Tel est ce chrétien, qu’on ne peut s’empêcher d’aimer, dès qu’on apprend à le connaître; mais il est temps d’ouvrir son portefeuille et de voir les révélations intéressantes qu’il renferme.


II


On trouve dans le portefeuille de Peirot des fragments de son journal. Le journal d’un pasteur du Désert! À ces mots, plus d’un lecteur s’est mis, sans doute, à rêver d’assemblées surprises, de prédicateurs poursuivis, de cachettes obscures qui les mettent à couvert de la maréchaussée. Il est possible que si nous étions, de nos jours, exposés aux mêmes traverses, nous consignerions, avec un soin jaloux, dans nos tablettes, les moindres dangers que nous ferait courir la profession de la foi et que nous les raconterions avec une prolixe complaisance.

La recherche de l’effet, la mise en scène, le besoin de nous produire, comme nous tombons volontiers dans ces travers! Nos pères du siècle dernier ne les connaissent pas. On peut s'en convaincre par le journal de Paul Rabaut, qu’a publié le Bulletin du protestantisme. Il parle bien des dangers qu’il a courus, mais en quels termes! Écoutez plutôt:

«Le 15 du mois de novembre, je convoquai une assemblée au puits de Saumade, par-dessus la métairie de Granon, à une lieue de Nîmes, qu’il ne fut pas possible de finir, parce qu’un détachement vint à quelque distance de là. Il fallut donc prendre la fuite.»

Et c’est tout: pas de détails émouvants, pas de phrases!

De même, quand il parle de l’arrestation et du martyre de ses collègues. Voici, consignée sans réflexions, sans qu’il donne cours à sa douleur, la mort d’un de ses compagnons d’œuvre, qu’il aimait bien pourtant, Étienne Teissier:

«Les troupes du Languedoc, ayant fait une recherche générale dans le Bas-Languedoc et dans les Cévennes, le 4 août 1754, M. Teissier, surnommé Lafage, ministre des Basses-Cévennes, eut le malheur d’être arrêté, et il fut exécuté à Montpellier, le 17 du même mois.»
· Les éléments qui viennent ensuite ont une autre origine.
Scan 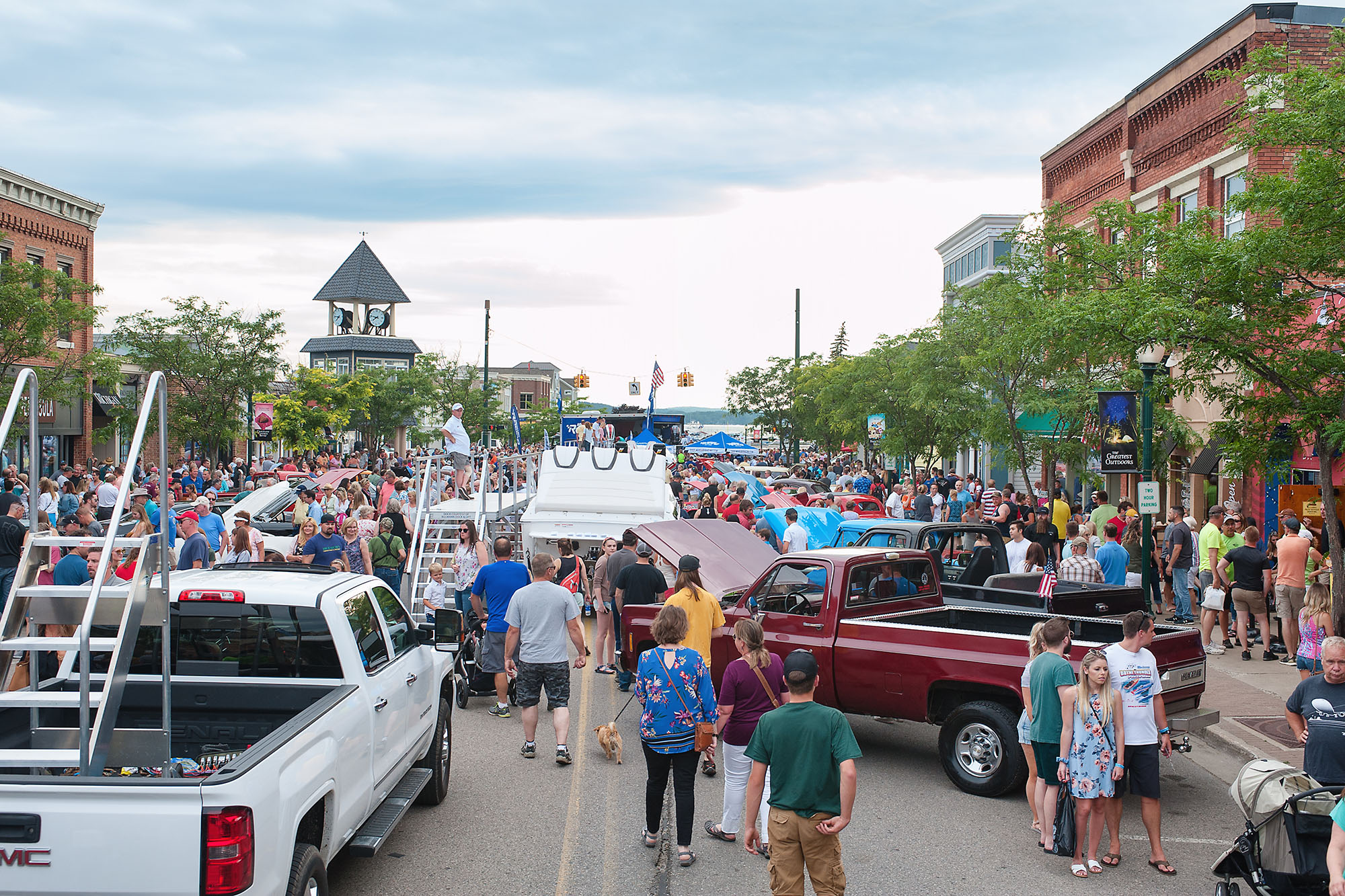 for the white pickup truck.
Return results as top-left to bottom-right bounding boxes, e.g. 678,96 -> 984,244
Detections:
0,564 -> 460,896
Ces notes, comme on le voit, n’ont rien de dramatique; mais leur laconisme même n’est-il pas éloquent? Mieux que beaucoup de paroles, ne fait-il pas ressortir le caractère indomptable et la foi sereine de ces hommes de Dieu?


Le journal de Peirot ne ressemble en rien à celui du pasteur de Nîmes. C’est plutôt un recueil de réflexions, de «pensées diverses,» comme il le dit lui-même, que le résumé des événements de sa vie. Le pasteur du Vivarais s’y révèle à nous comme un homme qui aime à rentrer en lui-même et à se rendre compte de ses impressions. Deux motifs l’ont porté à l’écrire, et il prend soin de nous les indiquer dans les préliminaires de ses Pensées:

«On laisse toujours, lorsqu’on écrit, échapper quelque trait qui nous dépeint, quand même nous ne le voudrions pas... Une idée qui n’existe que dans notre imagination nous échappe aisément, au lieu que, si on lui donne de la figure et un corps, elle devient plus sensible et plus propre à fixer notre attention. Enfin, rien ne me persuade mieux de la nécessité d’écrire de la façon que je l’ai dit, que lorsque je pense sur le passé.
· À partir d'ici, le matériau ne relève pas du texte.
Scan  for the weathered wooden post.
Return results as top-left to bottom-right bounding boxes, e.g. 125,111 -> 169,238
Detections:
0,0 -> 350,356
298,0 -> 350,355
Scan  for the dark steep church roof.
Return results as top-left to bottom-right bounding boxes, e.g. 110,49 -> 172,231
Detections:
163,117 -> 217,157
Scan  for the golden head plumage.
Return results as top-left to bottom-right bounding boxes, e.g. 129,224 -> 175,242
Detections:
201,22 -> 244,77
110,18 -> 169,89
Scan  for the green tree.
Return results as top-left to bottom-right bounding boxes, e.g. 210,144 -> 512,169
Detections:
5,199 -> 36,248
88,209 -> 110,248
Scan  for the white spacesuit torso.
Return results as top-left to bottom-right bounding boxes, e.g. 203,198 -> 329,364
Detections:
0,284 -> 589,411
Quel plaisir n’aurais-je pas, aujourd’hui, de trouver une espèce de journal de ce que je faisais, de ce que je pensais, des vues que j’avais, des motifs qui me faisaient agir, il y a dix, il y a vingt ans!

Quelle satisfaction n’aurais-je pas, si je pouvais lire ce que j’avais entendu dire à un parent, dont je regretterai toujours la perte et dont le souvenir me fait arroser ce papier de mes larmes!
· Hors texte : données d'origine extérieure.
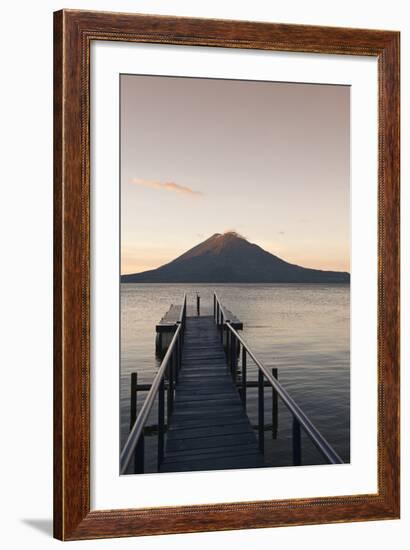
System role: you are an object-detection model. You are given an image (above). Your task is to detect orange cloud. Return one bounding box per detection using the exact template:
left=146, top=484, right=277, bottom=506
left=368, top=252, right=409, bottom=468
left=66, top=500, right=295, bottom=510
left=131, top=178, right=203, bottom=197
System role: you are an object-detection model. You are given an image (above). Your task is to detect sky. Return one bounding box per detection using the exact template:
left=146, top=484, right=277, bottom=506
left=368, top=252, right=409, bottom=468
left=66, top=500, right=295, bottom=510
left=120, top=75, right=350, bottom=274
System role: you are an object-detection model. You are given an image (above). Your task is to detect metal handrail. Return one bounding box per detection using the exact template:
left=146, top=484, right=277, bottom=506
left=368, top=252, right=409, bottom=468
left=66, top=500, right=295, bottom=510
left=214, top=293, right=343, bottom=464
left=120, top=294, right=186, bottom=474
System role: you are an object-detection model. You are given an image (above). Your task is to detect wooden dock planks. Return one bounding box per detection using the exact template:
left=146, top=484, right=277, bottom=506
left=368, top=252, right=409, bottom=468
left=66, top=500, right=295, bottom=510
left=160, top=316, right=264, bottom=472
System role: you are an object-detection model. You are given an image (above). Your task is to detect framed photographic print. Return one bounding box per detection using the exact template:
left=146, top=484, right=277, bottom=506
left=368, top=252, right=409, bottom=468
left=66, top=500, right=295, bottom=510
left=54, top=10, right=400, bottom=540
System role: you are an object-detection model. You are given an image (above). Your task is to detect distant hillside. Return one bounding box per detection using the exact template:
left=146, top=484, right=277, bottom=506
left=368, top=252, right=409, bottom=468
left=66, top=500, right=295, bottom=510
left=121, top=232, right=350, bottom=283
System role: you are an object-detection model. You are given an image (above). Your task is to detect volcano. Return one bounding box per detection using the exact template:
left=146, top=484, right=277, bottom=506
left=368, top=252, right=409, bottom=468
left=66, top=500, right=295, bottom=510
left=121, top=231, right=350, bottom=283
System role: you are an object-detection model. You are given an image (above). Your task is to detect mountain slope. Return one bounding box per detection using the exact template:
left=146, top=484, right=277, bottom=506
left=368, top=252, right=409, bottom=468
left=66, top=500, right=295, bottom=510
left=121, top=232, right=350, bottom=283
Quelle satisfaction n’aurais-je pas, si j’avais eu la précaution d’écrire ce que j’entendais prononcer, ou en public ou en particulier, aux grands maîtres dans les sciences qui rendent l’homme de Dieu accompli!»

Ces derniers mots font sans doute allusion aux professeurs de Lausanne et à ses années d’étude; mais quel est ce parent dont le départ prématuré lui arrache ce cri touchant:

«Pourquoi, ô mort, m’as-tu privé de ce cher parent qui devait courir avec moi la même carrière? ou pourquoi ne m’as-tu pas couché avec lui dans le même tombeau?»


Nous avons lieu de croire qu’il s’agit de son cousin Morel, dit Duvernet, un jeune pasteur d’un zèle infatigable et d’un courage à toute épreuve. C’est encore un de ces morts inconnus qu’il faut inscrire sur le livre d’or du martyrologe protestant.

Voici des détails navrants sur sa fin, tels que nous les recueillons dans une lettre inédite du temps:

«Il y a trois semaines, deux paysans arrêtèrent un homme à Lamastre, dans la maison de la Péronne, que l’on nomme Duvernet et qu’on dit être ministre, avec un jeune garçon qui s’est dit son neveu et une autre personne. Ces paysans, après les avoir tous trois attachés, les conduisirent dans l’hospice des jésuites, à Machevillié, et le lendemain à Tournon. Ils voulurent se rafraîchir à Colombier-le-Jeune où ils se soûlèrent; et, pendant ce temps, ledit M. Duvernet trouva un couteau, duquel il coupa la corde qui le tenait attaché, avec un nommé Ducros, huissier. Il n’eut pas fait six pas que ces paysans, commandés par M. Durbillac, lui tirèrent trois coups: un à la tête, l’autre à l’épaule et un aux reins. Il ne resta pas sur le coup; il eut encore le temps de pardonner à ses ennemis et de recommander son âme à Dieu. Dès qu’il eut expiré, on le conduisit à Tournon, avec les deux autres et l’huissier. On les a mis tous trois dans les prisons de Beauregard. On ne sait point encore ce qui en sera...

Le défunt a été enseveli au pied d’une croix, au bord du Rhône, avec un chien qui lui servait de chevet; et ils dirent qu’il aurait de quoi manger et boire. Et depuis, on a pensé arrêter deux jeunes hommes que l’on dit être étudiants. Personne n’est en sûreté dans ce pays. Il ne faut que vouloir mal à une personne et la tuer, puis dire: C’est un ministre.»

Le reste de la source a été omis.